Thomas Keller's Beverly Hills outpost sits across from the Montage hotel, but its brasserie look is so achieved that you are practically beamed to Paris. Keller, known for his precision, seems liberated by the brasserie style. The boudin noir plays the sweetness of caramelized apples against the airiness of pureed potatoes and the earthiness of plump blood sausage. Gnocchi à la parisienne are flawlessly pan seared. The short ribs are tender, and their homey sauce is as considered as a well-turned epigram.
Best Croque Madame, August 2011
Brioche, ham, cheese, béchamel, egg.
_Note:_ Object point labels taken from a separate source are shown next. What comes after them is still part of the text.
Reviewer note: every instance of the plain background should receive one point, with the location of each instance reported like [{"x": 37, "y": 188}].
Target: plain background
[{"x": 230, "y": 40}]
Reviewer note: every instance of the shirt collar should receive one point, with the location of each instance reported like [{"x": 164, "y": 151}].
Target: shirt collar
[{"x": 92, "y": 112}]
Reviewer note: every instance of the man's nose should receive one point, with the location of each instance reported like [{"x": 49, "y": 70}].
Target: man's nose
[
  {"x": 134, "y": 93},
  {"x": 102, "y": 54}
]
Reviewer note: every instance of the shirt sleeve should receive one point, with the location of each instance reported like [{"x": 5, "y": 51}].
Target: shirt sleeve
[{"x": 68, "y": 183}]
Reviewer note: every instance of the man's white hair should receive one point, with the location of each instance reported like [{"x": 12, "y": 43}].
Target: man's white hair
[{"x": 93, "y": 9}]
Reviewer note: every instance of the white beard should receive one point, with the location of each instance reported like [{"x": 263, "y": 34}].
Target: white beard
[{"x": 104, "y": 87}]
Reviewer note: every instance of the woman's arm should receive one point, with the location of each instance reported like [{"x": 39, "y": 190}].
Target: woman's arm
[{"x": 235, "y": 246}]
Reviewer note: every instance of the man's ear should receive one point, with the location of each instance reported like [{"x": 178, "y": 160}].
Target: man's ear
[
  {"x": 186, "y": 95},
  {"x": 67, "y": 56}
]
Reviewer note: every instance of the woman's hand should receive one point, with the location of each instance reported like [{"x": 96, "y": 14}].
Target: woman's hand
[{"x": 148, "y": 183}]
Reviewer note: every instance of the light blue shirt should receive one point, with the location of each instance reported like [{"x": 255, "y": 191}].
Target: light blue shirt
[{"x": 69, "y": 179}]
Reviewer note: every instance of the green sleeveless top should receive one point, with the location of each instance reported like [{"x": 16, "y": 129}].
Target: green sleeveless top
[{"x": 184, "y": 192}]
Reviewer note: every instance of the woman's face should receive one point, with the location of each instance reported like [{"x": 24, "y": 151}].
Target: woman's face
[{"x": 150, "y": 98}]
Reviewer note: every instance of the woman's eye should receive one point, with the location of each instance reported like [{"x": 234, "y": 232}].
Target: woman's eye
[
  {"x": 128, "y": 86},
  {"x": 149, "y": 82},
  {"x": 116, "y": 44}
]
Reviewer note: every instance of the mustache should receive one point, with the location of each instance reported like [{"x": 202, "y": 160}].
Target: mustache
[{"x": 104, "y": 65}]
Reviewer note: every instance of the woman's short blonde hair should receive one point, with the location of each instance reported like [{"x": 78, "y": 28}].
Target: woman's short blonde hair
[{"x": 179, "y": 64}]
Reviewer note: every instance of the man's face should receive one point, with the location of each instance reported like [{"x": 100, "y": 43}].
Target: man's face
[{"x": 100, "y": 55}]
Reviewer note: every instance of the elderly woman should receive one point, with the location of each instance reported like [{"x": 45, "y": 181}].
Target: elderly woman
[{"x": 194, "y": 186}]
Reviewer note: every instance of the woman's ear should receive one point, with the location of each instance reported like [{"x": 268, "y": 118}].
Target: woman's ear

If slices of raw yellowtail were included in the ingredients for a classic croque madame sandwich, we would have bowed to the creative version at Hatfield's. The supersize, superrich heart attack-on-bread at Petrossian (of all places) is what we crave the morning after a rough night. But it was the Beverly Hills branch of Bouchon, Thomas Keller's brasserie, that reached the pinnacle of this brunch indulgence. Slices of toasty, inch-thick brioche (80 percent butter!) enfold a delectable pairing of mild French ham and pungent Gruyère cheese crowned by a nearly flawless over-easy egg and a satiny puddle of Mornay sauce. The resulting dish is deceptively quaint. While none of the ingredients dominates, in combination they conquer your day, especially when accompanied by a mimosa and something chocolatey on the sunny patio.